La osservò, immobile, "È davvero quello che vuoi?"
Strinse i denti, "Sì, Blake. Voglio che tu mi lasci in pace. Voglio... ricominciare daccapo senza l'ombra del tuo fantasma."
"Io non sono un fantasma, Skyler..." emise, con un filo di fiato, "Io sono qui, adesso. Davanti a te. E LO SONO ORA. In carne e ossa. E..."
"Sposerò un uomo." lo interruppe, prendendo un respiro profondo.
Si rese conto, allora, che la notizia non modificò in alcun modo la sua espressione, "Ma tu già lo sapevi.
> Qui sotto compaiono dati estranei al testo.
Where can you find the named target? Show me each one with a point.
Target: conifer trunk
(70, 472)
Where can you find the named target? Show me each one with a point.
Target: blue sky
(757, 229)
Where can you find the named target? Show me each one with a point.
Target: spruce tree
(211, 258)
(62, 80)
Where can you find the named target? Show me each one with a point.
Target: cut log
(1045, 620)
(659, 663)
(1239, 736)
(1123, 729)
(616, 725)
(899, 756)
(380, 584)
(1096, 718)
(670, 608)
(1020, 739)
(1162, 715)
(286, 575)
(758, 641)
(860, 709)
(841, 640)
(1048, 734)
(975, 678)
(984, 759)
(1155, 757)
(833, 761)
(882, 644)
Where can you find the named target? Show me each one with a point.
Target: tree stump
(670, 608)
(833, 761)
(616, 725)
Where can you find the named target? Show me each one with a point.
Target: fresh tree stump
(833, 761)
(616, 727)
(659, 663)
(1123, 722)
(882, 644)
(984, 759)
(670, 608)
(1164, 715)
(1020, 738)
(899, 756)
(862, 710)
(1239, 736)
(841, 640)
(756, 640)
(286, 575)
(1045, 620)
Non è così?"
Il balancer gonfiò il petto, "Dimmi solo se lo ami. E io me ne andrò davvero, Skyler."
Le cicale continuavano a rumoreggiare in un'eco che si estendeva su tutta la collina.
La ragazza, allora, accennò un leggero sì con la testa, che si fece più deciso col passare dei secondi e l'avanzare di una certa dose di coraggio o, meglio, incoscienza.
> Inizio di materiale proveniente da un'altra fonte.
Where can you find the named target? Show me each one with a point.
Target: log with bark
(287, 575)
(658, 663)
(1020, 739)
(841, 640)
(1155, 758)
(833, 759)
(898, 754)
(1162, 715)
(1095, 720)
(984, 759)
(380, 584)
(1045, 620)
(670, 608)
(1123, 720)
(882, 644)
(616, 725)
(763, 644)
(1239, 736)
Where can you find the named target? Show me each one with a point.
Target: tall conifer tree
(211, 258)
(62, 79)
"Sì..." sibilò, "Lo amo, Blake. È così."
Riuscì quasi a sentire davvero il rumore di un tonfo nel petto del giovane che, senza dire nulla, indietreggiò istintivamente di un passo.
"Sono passati tre anni..." proseguì lei, senza accorgersi che quella lacrima, tanto trattenuta, finalmente riusciva a scivolare giù.
"Già..." replicò Blake, tentando di ricomporsi e sostenere l'animo, "Peccato che per me non siano mai davvero passati." deglutì, coprendo di nero il dispiacere, "Sono comunque felice di averti detto tutto ciò che sentivo. Probabilmente avrei dovuto farlo molto tempo fa. Non sono mai stato una cima sui tempi, devo ancora lavorarci su."
Si guardò attorno, vistosamente turbato e amareggiato, "Beh... ti auguro una buona vita e di... di essere felice. È l'unica cosa che conta davvero per me, Skyler."
La giovane mantenne la posizione, ma fu come se le travi di legno sotto ai piedi gelati si stessero sgretolando, come se da un momento all'altro rischiasse di esserne risucchiata, di finire ingoiata dalla terra e non poter respirare mai più, né vedere la luce del sole.
Si limitò a guardarlo, ora che un silenzio tombale era calato giù sul portico. Blake tentennò ancora qualche istante, quasi aspettando o, forse, sperando che lei lo fermasse, che d'improvviso lo tirasse da una mano dicendogli che era stato solo un brutto incubo, che c'era ancora modo di sistemare le cose, che non era troppo tardi. Ma nulla di tutto questo accadde.

Tornò quindi in casa, entrando silenziosamente nella camera che Zorah gli aveva ceduto, e si sdraiò sul letto. Guardò il soffitto e, a quel punto, si rese conto che era davvero finita. Avrebbe preso le sue cose l'indomani e sarebbe ripartito la mattina stessa. Non sapeva dove andare, né cosa farsene di una destinazione che non riguardasse Skyler. Se non era stato accettato dall'unica persona che da sempre gli era stata al fianco, probabilmente non lo sarebbe stato in nessun altro luogo su quel pianeta.